Return of Rajapaksa rule given rise to drastic changes, both positive and negative

Very little praise given for positive measures enacted by ‘Yahapalanaya’ 

Tamils who want to sing national anthem in their mother tongue are neither separatists nor extremists 

Valalaai event initiated by Maithri-Ranil-Chandrika triumvirate a harbinger of hope 

Return of Rajapaksa rule given rise to drastic changes, both positive and negative 

By D.B.S. Jeyaraj 

This is my third and final column in the trilogy of articles about the singing of Sri Lanka’s national anthem in Sinhala and Tamil languages. I would have very much liked to write about hot topics like Ranjan Ramanayake’s voice recordings or President Gotabaya’s policy speech or internal troubles of the UNP, but I shall stick to this issue that I feel very strongly about. I have been deeply touched and vastly encouraged by widespread response to the previous two articles in these columns. Most of the responses I received were of a positive nature while a few were certainly negative.
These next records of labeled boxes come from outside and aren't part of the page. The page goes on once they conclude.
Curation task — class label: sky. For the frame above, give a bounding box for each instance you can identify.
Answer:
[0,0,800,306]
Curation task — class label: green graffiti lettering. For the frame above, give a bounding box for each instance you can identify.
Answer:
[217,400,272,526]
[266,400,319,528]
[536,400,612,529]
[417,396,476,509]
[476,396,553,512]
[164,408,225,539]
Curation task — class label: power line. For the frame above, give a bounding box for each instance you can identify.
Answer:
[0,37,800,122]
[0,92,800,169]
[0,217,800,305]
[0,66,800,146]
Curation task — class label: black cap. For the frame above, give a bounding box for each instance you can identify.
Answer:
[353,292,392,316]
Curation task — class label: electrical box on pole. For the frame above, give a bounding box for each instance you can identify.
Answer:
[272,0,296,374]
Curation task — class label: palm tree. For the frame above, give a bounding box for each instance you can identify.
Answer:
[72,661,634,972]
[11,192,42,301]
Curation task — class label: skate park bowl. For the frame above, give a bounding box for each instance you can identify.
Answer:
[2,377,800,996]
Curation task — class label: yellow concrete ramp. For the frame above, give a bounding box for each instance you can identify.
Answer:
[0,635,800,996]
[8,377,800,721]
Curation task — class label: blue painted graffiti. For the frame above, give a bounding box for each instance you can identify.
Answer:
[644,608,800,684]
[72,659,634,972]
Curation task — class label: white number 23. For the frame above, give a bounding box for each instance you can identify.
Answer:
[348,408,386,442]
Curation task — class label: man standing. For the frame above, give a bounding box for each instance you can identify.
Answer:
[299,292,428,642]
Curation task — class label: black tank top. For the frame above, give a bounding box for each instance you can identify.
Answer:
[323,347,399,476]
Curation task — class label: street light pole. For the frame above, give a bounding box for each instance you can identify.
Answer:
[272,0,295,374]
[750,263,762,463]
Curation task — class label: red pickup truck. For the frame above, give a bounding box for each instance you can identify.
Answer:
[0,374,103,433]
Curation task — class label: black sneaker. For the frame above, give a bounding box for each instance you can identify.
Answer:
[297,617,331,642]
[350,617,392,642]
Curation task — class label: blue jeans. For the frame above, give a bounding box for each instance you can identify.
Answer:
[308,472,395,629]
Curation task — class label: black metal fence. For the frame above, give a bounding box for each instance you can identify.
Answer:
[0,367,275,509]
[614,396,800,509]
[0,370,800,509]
Interestingly enough, many of the negative ones were from Sinhala and Tamil expatriates residing in western countries while positive ones were preponderantly from readers living in Sri  Lanka. This pattern was most revealing. 

Another refreshing phenomenon was the appearance – in some English newspapers – of several articles, viewpoints and letters in support of the national anthem being sung in both languages. They were somewhat critical of the incumbent government’s declared intention of banning the national anthem from being sung in Tamil at the forthcoming 72nd Independence Day celebrations on February 4 in Colombo.